Right Thoughts, Right Words, Right Actions
Scottish nerd-pop rockers Franz Ferdinand return with their fourth full-length studio recording, their first in four years. Ringing guitars, bopping beats, cheesy keys, hearty hooks and catchy choruses abound through all of the album’s ten tracks. And that’s the problem. While songs like Right Action, Love Illumination, Bullet and Brief Encounters each hold their own, there is a staleness here – like its 2005 all over again. Even the infectious Stand on the Horizon can’t save the Glasgow quartet from sitting in the shadows of their indie peers, a pale imitation of Arcade Fire. As such, Right Thoughts, Right Words, Right Actions is a wrong step for the band, and a prompt that, to the fickle musical ear, it is no longer hip to be square.
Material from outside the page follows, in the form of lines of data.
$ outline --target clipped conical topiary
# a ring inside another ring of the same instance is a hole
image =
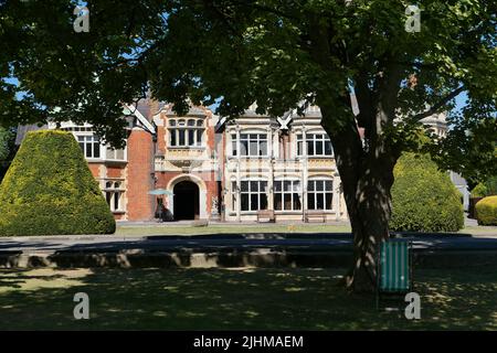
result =
[[[0,236],[109,234],[113,214],[70,132],[29,132],[0,185]]]
[[[403,154],[393,175],[392,231],[456,232],[464,226],[462,195],[429,156]]]

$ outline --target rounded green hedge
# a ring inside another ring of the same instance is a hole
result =
[[[114,216],[68,132],[29,132],[0,185],[0,236],[109,234]]]
[[[463,228],[461,193],[429,156],[403,154],[393,174],[392,231],[456,232]]]
[[[479,225],[497,225],[497,195],[482,199],[475,207]]]

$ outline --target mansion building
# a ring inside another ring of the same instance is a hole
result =
[[[159,202],[177,221],[256,221],[261,210],[276,221],[303,221],[309,211],[326,221],[348,220],[316,106],[286,121],[256,114],[255,105],[231,120],[197,106],[178,116],[151,99],[126,109],[125,149],[103,145],[89,125],[59,127],[74,135],[118,221],[151,221]],[[443,117],[431,119],[446,129]],[[19,128],[18,143],[30,129]],[[151,194],[159,189],[166,194]]]

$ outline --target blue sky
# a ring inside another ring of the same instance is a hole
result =
[[[14,84],[14,85],[19,84],[19,82],[18,82],[17,78],[4,78],[4,81],[6,81],[7,83]],[[18,98],[21,98],[21,97],[22,97],[22,94],[19,94],[19,95],[18,95]],[[467,99],[467,94],[466,94],[465,92],[463,92],[462,94],[459,94],[459,95],[456,97],[456,106],[455,106],[455,110],[461,110],[461,109],[466,105],[466,99]],[[219,104],[213,104],[213,105],[209,106],[209,108],[214,110],[214,109],[218,107],[218,105],[219,105]]]

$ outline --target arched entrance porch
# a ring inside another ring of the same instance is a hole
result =
[[[175,220],[198,220],[200,217],[199,185],[190,180],[183,180],[175,184],[173,193]]]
The Bones of What You Believe
At the other end of Glasgow’s sonic spectrum, and on the cutting edge of nu-music, is Scottish synthpop trio Chvrches. Touches of Prince, Laurie Anderson, Kate Bush and the Cocteau Twins pepper the band’s debut effort, by turns ethereal and energized. Outspoken and often controversial vocalist Lauren Mayberry soars like doves over an array of electronic drums and keyboards. The highlights here, among a sea of pleasant surprises, are slap-happy tracks The Mother We Share, Gun, Lungs, Strong Hand, and the uber-moody Tether and You Caught the Light. Make no mistake; The Bones of What You Believe isn’t the latest round of re-hashed 80’s re-takes – this is avant-garde pop at its finest, and the real deal for drinking, dancing or curling up on the couch.
Drowning the Shamrock
The deep South might not be the first place that comes to mind when considering Celtic music, but Birmingham, Alabama-based sextet Jasper Coal might have you thinking differently. The opening pipes of Big Jig Set, the rousing chorus of Crooked Jack and the rollicking fiddle of Jamie Raeburn highlight this ten-song effort with style and swagger. The banjo, acoustic guitars and tin whistles accentuate the positive on Gather Up the Pots, Step it Out Mary and The Foggy Dew, and the acapella Parting Glass is a fine way to ring out 2013. Interestingly, the band shows its southern roots with the faintest traces of blues, bluegrass and gospel. To that end, Drowning the Shamrock might signal a new hybrid in the ever-evolving Celtic musical canon.